Some, like long-time averaging, can be run on any data stream. You can always crack open that multiwii, dink around with the GPS data stream and process as you like (just leave time for the control loops ;) ).

Some methods rely on features of the hardware . . . and tend to be the pricier solutions -- software can be surprisingly cheap ;)

I do expect that modern hobby grade GPSs are running some processing -- how much/how good is likely connected to that spec'ed error.
 

xuzme720

Dedicated foam bender
Mentor
#12
I think all systems do the same, but in differing degrees. For instance, the cheaper units might not be able to upgrade as many times a second but all will project the route a bit to stay ahead of the fast mover. I think the main difference will be in the update speed and processor power.
 
#13
Dan you da man! Again off topic but seems to be my thing this evening. I have a FY-DOS system and accompanying Hornet osd that has me grounded. i have done a ton of reading up on the gps woes with these systems but have yet to find a clear answer to the following. MY FY-GPS is shot and my limited problem solving has lead nowhere. Would it be possible to purchase the gps below see link as a direct solder up, plug and play? reason for asking is, the fy-gps cannot be purchased separately and ReadyMadeRC despite how much i like them were unable to make an exception in my case. soooo my fpv career is dead in the water seeing as i'm really not interested in purchasing yet another entire system just because of a flipping gps unit.

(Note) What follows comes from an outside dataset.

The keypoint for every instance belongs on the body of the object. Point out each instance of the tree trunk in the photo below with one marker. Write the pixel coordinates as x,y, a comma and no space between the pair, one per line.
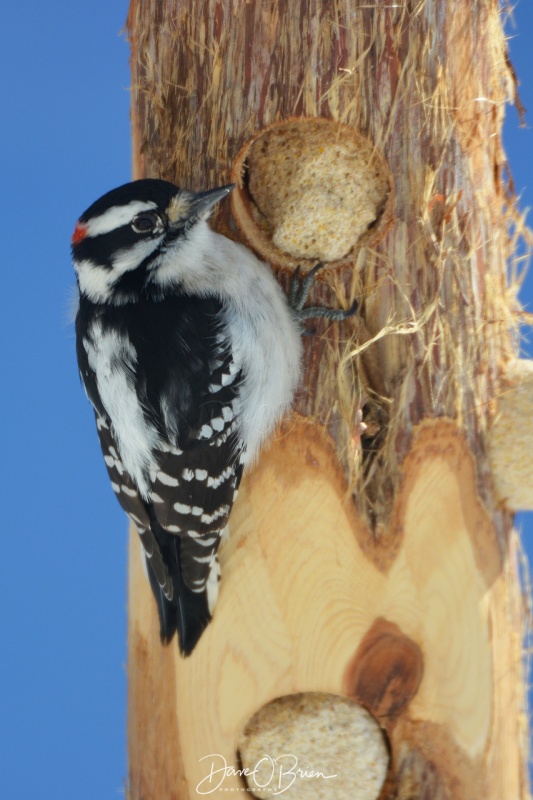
371,573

https://www.sparkfun.com/products/8975
 

xuzme720

Dedicated foam bender
Mentor
#14
I don't know what the specs are on the old unit. Are the serial rates the same? If so, I don't see any reason why they wouldn't play nice.
 

Craftydan

Hostage Taker of Quads
Moderator
Mentor
#15
Maybe.

kinda of a cop-out answer, but it mostly depends on whether the GPS and you're processing boards are talking the same language. there are a few *very* standard protocols . . . and a few proprietary ones too.

Really hard to tell, unfortunately . . .
 
#16
I don't know what the specs are on the old unit. Are the serial rates the same? If so, I don't see any reason why they wouldn't play nice.
original equipment is a ls23060 v1.0 set up for 3.3v. i cant find that exact version anywhere online, the sparkfun offering is as close as i can get.
 
#17
Maybe.

kinda of a cop-out answer, but it mostly depends on whether the GPS and you're processing boards are talking the same language. there are a few *very* standard protocols . . . and a few proprietary ones too.

Really hard to tell, unfortunately . . .
well if there is anything FYTECH does well...its proprietary....which is unfortunate
 

xuzme720

Dedicated foam bender
Mentor
#18
Like Dan says, if you don't have the communication specs, which is the important bit, you are taking a shot in the dark. Do you know what the baud/refresh rate and protocol is on the original?
 
#20
my third osd/rtl system in less than two years. first the remzibi, then the cyclops storm (what a p.o.s) and now the fy system which only had about 3 months of useful life. this osd game is getting pricey for me....guess its time to go shopping again. SIGH thanks guys.